Secondly, education plays a crucial role in reshaping societal norms and perceptions surrounding gender roles and relationships. Schools should implement comprehensive programs that promote healthy masculinity and femininity, respectful relationships, and gender equality from an early age (Chapman, 2016; Elliott, 2018; Gray, 2021). Additionally, media literacy programs can help people critically analyse and resist harmful media portrayals of gender and relationships, such as those found in pornography and rap music (Tranchese and Sugiura, 2021; Ó hÍr and Strange, 2021; Salgado, 2023; ESRI et al., 2024) but also, found in other media outlets like national newspapers and television programs too (Morgan, Shanahan and Signorielli, 2009; Cooky, Messner and Hextrum, 2013).
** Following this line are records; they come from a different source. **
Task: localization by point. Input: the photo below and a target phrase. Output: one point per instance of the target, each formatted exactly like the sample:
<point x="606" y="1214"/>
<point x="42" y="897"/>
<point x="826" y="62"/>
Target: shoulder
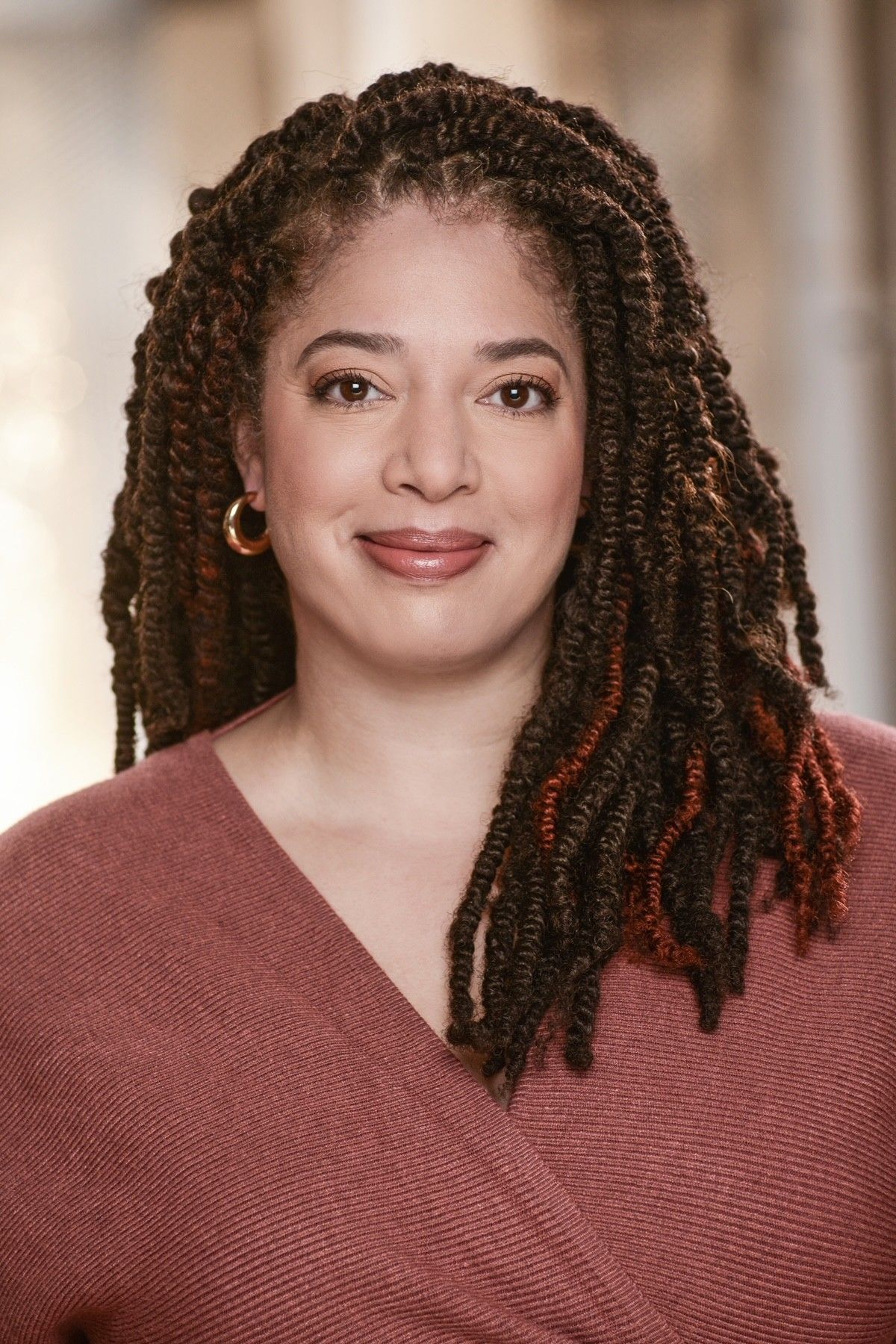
<point x="89" y="856"/>
<point x="867" y="750"/>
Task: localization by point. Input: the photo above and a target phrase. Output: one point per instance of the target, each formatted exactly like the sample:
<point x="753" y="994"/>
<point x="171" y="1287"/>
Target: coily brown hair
<point x="673" y="729"/>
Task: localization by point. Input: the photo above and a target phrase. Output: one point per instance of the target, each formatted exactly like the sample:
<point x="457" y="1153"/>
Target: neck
<point x="417" y="752"/>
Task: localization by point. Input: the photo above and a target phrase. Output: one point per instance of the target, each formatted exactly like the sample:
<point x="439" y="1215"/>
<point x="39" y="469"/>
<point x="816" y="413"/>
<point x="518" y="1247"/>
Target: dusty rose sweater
<point x="220" y="1122"/>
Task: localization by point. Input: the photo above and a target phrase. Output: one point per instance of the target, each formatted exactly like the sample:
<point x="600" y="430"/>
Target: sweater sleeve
<point x="57" y="1085"/>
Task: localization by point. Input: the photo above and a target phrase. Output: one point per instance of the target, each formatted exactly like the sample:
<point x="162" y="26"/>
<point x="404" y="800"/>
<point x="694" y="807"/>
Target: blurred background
<point x="774" y="127"/>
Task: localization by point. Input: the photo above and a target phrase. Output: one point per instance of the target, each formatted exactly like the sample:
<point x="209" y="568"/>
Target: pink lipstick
<point x="421" y="554"/>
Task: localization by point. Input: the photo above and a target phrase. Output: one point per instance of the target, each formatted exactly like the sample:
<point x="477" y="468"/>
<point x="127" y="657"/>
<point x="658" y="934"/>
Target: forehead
<point x="435" y="277"/>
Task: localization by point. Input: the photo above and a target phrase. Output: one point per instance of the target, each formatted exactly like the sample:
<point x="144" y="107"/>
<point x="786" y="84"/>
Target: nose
<point x="432" y="449"/>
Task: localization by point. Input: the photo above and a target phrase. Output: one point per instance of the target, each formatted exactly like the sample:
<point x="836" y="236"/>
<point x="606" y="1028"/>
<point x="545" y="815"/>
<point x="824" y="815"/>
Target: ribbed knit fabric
<point x="220" y="1122"/>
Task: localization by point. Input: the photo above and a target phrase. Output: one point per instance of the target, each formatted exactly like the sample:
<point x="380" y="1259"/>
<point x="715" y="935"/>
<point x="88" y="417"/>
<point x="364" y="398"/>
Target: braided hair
<point x="673" y="729"/>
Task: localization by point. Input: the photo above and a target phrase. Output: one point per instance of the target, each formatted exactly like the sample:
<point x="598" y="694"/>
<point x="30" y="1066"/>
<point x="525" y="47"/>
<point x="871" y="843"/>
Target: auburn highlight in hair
<point x="673" y="727"/>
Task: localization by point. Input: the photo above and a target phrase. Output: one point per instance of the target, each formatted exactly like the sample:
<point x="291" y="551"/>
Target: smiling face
<point x="430" y="382"/>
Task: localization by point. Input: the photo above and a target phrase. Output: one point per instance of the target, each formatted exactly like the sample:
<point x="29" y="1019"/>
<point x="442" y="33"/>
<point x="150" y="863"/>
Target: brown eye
<point x="523" y="396"/>
<point x="516" y="394"/>
<point x="348" y="389"/>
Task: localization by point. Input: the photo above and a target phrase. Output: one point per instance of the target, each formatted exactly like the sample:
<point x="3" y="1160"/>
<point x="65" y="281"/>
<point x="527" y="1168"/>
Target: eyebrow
<point x="381" y="343"/>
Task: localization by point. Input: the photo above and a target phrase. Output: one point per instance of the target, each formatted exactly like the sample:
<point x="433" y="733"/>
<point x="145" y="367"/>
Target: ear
<point x="250" y="458"/>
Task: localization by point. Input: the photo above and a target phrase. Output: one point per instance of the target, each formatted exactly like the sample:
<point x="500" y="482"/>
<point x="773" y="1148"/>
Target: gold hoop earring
<point x="234" y="534"/>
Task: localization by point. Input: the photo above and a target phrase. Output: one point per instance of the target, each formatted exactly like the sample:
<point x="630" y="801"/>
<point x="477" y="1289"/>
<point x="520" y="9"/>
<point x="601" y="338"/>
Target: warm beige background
<point x="775" y="132"/>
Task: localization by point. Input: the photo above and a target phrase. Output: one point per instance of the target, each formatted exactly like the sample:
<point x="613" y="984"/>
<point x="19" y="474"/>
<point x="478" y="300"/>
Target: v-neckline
<point x="351" y="948"/>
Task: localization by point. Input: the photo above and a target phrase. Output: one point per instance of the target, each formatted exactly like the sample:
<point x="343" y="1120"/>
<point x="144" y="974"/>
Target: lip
<point x="421" y="539"/>
<point x="426" y="564"/>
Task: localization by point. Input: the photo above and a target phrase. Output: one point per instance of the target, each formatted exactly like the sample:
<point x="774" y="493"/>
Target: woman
<point x="415" y="806"/>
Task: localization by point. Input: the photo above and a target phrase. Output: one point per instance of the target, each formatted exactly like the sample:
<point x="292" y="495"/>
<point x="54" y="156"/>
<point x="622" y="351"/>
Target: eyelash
<point x="343" y="376"/>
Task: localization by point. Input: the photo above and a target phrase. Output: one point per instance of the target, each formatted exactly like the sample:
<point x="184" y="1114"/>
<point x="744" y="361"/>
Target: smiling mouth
<point x="414" y="561"/>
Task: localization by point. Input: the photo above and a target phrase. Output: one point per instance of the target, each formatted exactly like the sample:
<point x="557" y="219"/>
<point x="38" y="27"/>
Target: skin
<point x="379" y="772"/>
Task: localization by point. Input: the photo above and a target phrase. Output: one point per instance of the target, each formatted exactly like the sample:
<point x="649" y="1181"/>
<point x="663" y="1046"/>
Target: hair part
<point x="673" y="730"/>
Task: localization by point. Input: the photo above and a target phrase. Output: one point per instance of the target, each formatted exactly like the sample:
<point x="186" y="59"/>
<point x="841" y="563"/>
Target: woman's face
<point x="430" y="382"/>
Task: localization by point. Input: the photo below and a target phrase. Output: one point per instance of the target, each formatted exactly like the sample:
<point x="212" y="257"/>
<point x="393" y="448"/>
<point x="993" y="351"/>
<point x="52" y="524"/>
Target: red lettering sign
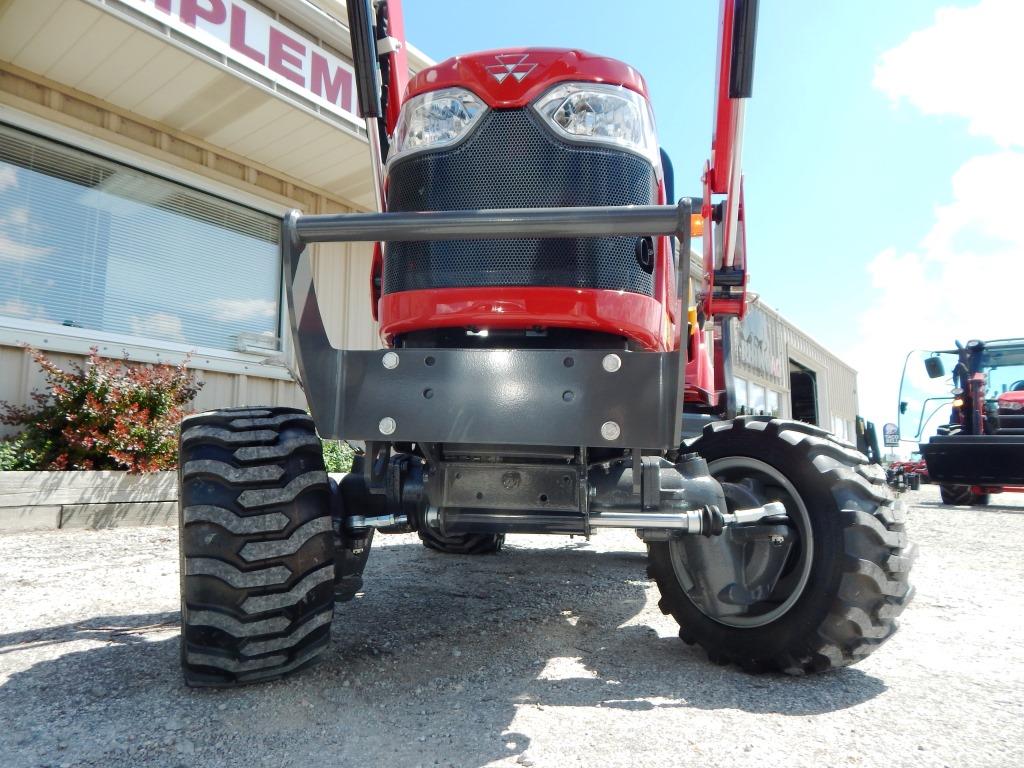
<point x="239" y="36"/>
<point x="336" y="89"/>
<point x="212" y="11"/>
<point x="279" y="56"/>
Furthermore, interventions targeting male perpetrators of IPV must address the underlying beliefs and attitudes that perpetuate violence. This involves challenging toxic masculinity norms and promoting alternative expressions of masculinity that prioritise respect, empathy, and non-violence (Levitt, Swanger and Butler, 2008; Banet-Weiser and Miltner, 2016; Gray, 2021). By fostering a collective responsibility to challenge abusive behaviour, bystander interventions can help create safer environments for survivors and potential victims of IPV.
In conclusion, effectively addressing and preventing IPV requires a multifaceted approach that tackles the root causes of violence, promotes gender equality, and empowers individuals, specifically men, to act and to put an end to violence. By challenging patriarchal systems, promoting healthy masculinity, and fostering community accountability, societies like Ireland can work towards creating safer and more equitable relationships for all individuals – not just for women.